Clara me explicó sus procedimientos, que me guardaré muy bien de revelar, no sea que algún travieso quiera imitarla, aunque sea por vía de ensayo. Por lo demás, ella era mucho más interesante que su explicación.

—«Comprendo su venganza en Nicanor; ¡pero en los otros!»

—«En él, y en todos los que se le parecieran.»

—«Y respecto de Mariano y de Saturnino ¿como procedió usted?»

—«Me trataron como a un hombre, y cuando menos lo pensaron, porque utilizaban mis conocimientos de Medicina, ajenos a los de ellos, lo que generó la confianza y la amistad, apareció de pronto la mujer»

—«¡La mujer! ¿tal como está ahora?»

—«Lo mismo.»

—«¿Exactamente lo mismo?»

—«Exactamente.»

—«Entonces me explico.—¿Y al conocerla como tal?»

—«Se aturdieron, se marearon y vivieron en mi atmósfera como esclavos, sin voluntad y sin ideas. —'Eres una Circe, Clara'—me decía Mariano con frecuencia. La única voluntad fue la mía, y las promesas de un amor eterno se me prodigaron entonces hasta el exceso; y cuando pensaron que mi corazón se ablandaba, que era sensible, les demostré que se equivocaban.... y murieron. El hombre enamorado, y como lo estaban éstos, parece un cretino. Mujer, pasé también por lo mismo, y ahora, víctima de un amor excesivo, mi fin puede estar más o menos próximo; pero no distante.»

—«Dígame, señorita ¿qué se proponía usted al eliminarles la cuarta costilla izquierda?»

—«No sé; era un vértigo, un ensañamiento, una neurosis.»

—«Pero esa neurosis dejó una cicatriz en Saturnino.»

—«Se quejó cierto día de una neuralgia, y yo le propuse, como remedio heroico que conocía, cortarle algunas fibras del nervio intercostal dolorido; y ciego, anulado, cretinizado, aceptó. El cloroformo produjo su efecto, y al llevar a cabo la operación propuesta....»

—«¡Se le fue la mano!»

—Casi. Pero era un vértigo, y pronto me di cuenta de lo que iba a hacer. ¡Quería arrancarle vivo el corazón!»

—«¿De modo que si mañana yo debiera jurar que era un vértigo....?»

—«Júrelo; y si ha de caer una maldición, ahora o después, caiga sobre mí, que la recibiré sin temor al perjurio.»
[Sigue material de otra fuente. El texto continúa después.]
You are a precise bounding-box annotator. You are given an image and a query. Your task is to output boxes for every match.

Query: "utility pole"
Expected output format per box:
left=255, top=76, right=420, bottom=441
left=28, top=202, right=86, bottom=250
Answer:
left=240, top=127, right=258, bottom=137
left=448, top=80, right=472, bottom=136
Antes de formular un juicio sobre tus semejantes ¡oh paciente lector! examina tu conciencia, y, si no eres médico, no formules nada, porque las neurosis no tienen explicación, ni tienen principio ni fin; son como la Eternidad y el Infinito; y si a todo trance quieres limitarlas, imagínate que comienzan por la permutación de un complejo indefinible, se desarrollan sin conocimiento del origen, y terminan cuando terminan .... porque sí.

Esto, y muchas otras cosas que podrían ser tan razonables como la mayor parte de nuestras reflexiones cuando no tenemos cosas más graves de qué ocuparnos, me distrajo el pensamiento, pero no los ojos.

¿Y cómo era posible?

Aquella mujer tan linda, que por vez primera comtemplaba; que no volvería jamás a ver, penetraba en mis pupilas como rayos de una luz para siempre; como la evocación de una imagen complementaria y soñada que iba a perderse en el crepúsculo en que se confunden las últimas realidades de los ensueños.

Tomé una de sus manos, blanda y tibia, y la miré en el fondo de los ojos.

—«Antes de veinticuatro horas, la Policía debe estrellarse en su pesquisas!»

Clara se estremeció.

—«Doble dosis para usted...»

—«¡Y estoy perdida!»

—«¡Salvada!»

Capítulo VIII
El relicario de rubíes

El Doctor Pineal estaba impaciente, como de costumbre.

—«¿Nada nuevo?»—me preguntaba en una tarjeta postal.

—«¿Hay algo?»—en otra.

—«¿Cuándo vienes?—por carta.

Al fin sus nervios se tranquilizaron, y la correspondencia, cada vez más apaciguada, calmó de pronto. Los diarios tuvieron la culpa, como se verá luego.

Manuel me buscó por todas partes.

Sus estudios frenológicos, realizados a vapor en el primer momento, se completarían, andando el tiempo, de un modo definitivo, con un nuevo examen de los dos cráneos. El éxito llegaría a ser asombroso, determinando no sé cuantas aptitudes inadvertidas hasta entonces, y las facultades de Mariano y de Nicanor, investigadas, tamizadas hasta lo impalpable, sólo reclamarían la resurrección de los cuerpos para ratificar sus afirmaciones.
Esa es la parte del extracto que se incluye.